Die Herausgeber historisieren Schlözers Darstellung als Übergang vom Aggregat früherer Weltgeschichte [2] hin zum System, das hier (noch?) anthropologisch und ethnographisch gewendet erscheint, was als kulturgeschichtlich charakterisiert wird. Dieser Aspekt erweist sich bei der Lektüre im Übrigen als treffender als der gewiss unvermeidliche Hinweis auf den sich ausprägenden Kollektivsingular Geschichte (Koselleck): Mit Recht verweisen die Herausgeber darauf, dass ein System zu postulieren, nicht bedeutet, faktisch eines darzustellen (9). Der Vergleich mit dem nahezu gleichzeitig [3] erschienenen "Lehrbuch der allgemeinen Weltgeschichte zum Gebrauche katholischer Schulen", das einen klassischen, heute anschlussfähigen Lehrbuchtext liefert, zeigt, dass man sich auch dort - theoretisch - vornahm, "die ganze Geschichte des menschlichen Geschlechts [zu] übersehen" (16), sozusagen ein katholischer Kollektivsingular.
Natürlich kann Schlözers Arbeit nur bedingt mit den zeitgenössisch und heute verbreiteten Schulbüchern, die mit einem Klassenunterricht rechneten, verglichen werden. Sein Werk war für die Hand der Hauslehrer bestimmt, die daraus ihren Zöglingen die Geschichte vortrugen. Die dahinter stehende Erziehungsform des Einzelunterrichts basiert viel stärker auf Konversation, was für die Konzeption nicht ohne Konsequenzen bleibt: Die vielen sachlichen Anspielungen im laufenden Text setzen einen Dialog voraus.
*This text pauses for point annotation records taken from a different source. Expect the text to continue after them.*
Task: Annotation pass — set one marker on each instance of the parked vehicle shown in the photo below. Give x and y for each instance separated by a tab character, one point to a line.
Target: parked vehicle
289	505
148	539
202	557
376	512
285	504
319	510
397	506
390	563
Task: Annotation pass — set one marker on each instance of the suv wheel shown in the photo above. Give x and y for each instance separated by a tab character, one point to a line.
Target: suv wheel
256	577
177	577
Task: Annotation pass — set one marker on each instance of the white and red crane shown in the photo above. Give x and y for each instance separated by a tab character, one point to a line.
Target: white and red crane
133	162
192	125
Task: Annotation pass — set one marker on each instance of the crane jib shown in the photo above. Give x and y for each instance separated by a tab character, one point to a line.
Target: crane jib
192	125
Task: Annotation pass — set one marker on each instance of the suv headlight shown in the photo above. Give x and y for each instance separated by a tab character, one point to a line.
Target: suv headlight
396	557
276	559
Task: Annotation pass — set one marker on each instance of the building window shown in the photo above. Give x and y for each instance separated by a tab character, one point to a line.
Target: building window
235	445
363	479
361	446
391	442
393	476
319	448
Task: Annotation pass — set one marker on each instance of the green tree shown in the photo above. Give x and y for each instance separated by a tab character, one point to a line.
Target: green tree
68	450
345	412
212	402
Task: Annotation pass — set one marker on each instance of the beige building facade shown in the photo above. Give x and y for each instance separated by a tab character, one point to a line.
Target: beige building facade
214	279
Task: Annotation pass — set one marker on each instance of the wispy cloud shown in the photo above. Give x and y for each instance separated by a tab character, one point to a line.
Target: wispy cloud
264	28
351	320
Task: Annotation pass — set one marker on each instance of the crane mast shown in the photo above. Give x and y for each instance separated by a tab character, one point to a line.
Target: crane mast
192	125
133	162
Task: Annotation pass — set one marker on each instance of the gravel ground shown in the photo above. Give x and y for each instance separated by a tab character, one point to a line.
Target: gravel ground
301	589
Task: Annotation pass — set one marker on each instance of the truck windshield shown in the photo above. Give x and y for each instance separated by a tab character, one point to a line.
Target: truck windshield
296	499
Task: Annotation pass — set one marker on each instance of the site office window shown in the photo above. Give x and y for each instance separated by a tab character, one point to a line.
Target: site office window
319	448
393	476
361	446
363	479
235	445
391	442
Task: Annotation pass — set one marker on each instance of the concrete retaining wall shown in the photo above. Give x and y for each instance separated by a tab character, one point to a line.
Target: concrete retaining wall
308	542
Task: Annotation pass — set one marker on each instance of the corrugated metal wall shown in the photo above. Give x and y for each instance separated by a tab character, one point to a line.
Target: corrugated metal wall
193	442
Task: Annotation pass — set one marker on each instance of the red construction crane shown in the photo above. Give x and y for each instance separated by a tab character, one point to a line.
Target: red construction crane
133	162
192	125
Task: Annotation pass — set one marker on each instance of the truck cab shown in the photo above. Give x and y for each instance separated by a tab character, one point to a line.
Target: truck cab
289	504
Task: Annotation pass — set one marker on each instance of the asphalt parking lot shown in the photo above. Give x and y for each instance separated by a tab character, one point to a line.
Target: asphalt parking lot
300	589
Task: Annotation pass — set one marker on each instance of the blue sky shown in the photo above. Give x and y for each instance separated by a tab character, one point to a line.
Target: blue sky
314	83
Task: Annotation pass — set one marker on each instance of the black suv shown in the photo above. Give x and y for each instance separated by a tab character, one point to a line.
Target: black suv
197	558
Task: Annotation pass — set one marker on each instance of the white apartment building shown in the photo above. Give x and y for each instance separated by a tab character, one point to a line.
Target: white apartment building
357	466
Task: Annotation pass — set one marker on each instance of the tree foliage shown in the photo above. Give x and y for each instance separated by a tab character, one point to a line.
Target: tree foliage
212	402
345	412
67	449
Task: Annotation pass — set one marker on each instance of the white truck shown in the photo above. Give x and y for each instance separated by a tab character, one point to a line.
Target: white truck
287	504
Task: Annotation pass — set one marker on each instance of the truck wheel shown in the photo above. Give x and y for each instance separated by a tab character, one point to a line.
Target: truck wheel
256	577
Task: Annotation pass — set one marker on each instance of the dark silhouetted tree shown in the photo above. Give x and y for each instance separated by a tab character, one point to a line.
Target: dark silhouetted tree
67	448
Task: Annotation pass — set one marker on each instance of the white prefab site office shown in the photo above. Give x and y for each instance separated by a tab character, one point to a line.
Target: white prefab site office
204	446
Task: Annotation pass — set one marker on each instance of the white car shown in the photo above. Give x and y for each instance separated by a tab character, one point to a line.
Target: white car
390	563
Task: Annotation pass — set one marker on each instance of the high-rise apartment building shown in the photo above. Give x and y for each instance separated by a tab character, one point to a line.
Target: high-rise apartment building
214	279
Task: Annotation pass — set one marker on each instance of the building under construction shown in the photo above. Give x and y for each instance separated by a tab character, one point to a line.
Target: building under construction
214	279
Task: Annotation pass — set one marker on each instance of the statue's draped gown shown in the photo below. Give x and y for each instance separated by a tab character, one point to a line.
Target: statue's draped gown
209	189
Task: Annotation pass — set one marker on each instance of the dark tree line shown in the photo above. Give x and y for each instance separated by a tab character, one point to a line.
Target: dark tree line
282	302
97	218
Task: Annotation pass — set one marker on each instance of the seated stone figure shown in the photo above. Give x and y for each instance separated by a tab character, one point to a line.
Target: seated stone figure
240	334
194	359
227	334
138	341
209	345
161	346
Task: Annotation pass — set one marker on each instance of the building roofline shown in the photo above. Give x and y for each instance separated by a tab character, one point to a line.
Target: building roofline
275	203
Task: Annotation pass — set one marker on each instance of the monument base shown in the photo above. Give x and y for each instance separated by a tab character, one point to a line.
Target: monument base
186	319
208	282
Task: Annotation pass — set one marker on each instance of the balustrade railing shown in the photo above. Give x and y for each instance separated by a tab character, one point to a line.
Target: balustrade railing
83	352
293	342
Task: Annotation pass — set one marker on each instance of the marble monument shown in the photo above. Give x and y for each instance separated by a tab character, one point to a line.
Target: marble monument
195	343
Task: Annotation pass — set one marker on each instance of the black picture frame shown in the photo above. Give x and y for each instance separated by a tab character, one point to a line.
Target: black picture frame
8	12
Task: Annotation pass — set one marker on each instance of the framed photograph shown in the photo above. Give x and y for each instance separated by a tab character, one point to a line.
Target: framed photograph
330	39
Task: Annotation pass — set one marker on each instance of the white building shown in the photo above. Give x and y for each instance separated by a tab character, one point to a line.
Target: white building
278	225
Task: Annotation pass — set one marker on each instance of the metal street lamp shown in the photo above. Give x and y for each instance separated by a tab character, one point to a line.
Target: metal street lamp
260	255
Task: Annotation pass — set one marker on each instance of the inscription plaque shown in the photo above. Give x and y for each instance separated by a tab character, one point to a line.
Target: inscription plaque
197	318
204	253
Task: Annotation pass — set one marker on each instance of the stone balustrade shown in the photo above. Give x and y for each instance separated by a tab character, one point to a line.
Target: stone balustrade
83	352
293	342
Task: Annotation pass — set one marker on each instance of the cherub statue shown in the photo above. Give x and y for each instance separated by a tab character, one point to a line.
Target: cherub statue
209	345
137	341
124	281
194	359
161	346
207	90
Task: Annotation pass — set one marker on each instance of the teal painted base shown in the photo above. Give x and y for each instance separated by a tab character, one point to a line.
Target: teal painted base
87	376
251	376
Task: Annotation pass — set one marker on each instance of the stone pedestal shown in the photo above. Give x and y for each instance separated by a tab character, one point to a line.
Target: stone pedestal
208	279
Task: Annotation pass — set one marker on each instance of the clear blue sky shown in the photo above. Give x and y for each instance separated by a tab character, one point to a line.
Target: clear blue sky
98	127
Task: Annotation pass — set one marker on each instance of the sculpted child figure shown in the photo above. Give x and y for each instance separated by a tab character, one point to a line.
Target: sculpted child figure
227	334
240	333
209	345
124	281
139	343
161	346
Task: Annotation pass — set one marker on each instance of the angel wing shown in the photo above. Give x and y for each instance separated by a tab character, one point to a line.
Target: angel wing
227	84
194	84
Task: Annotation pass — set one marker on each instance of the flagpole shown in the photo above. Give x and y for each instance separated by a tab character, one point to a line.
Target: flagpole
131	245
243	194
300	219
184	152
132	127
Die Einführung arbeitet Schlözers also eher inhaltliche Konzeption heraus, dessen "System" eine Vorbereitung zur Geschichte, aber nicht diese selbst darstellte, und verweist auf modernere Weltgeschichten für Kinder. Besonders überlegt und hervorzuheben sind die reichen sachlichen Erläuterungen, deren Notwendigkeit nach dem Gesagten evident ist. Auf der Basis von zeitgenössischen Nachschlagewerken wie dem "Krünitz" (Oekonomische Encyklopaedie), mittlerweile vielfach im Volltext im WWW zugänglich, wird der Horizont Schlözers und der von ihm imaginierten Hauslehrer erkennbar, der Text in der Zeit verständlich. Außerdem wird der Handapparat Schlözers nachgewiesen. Ein kurzes bio-bibliographisches Nachwort (259-266), für das Horst-Walter Blanke gewonnen werden konnte, rundet den mit einigen zeitgenössischen Illustrationen angereicherten Band ab und orientiert über Schlözers wissenschaftshistorischen Standort.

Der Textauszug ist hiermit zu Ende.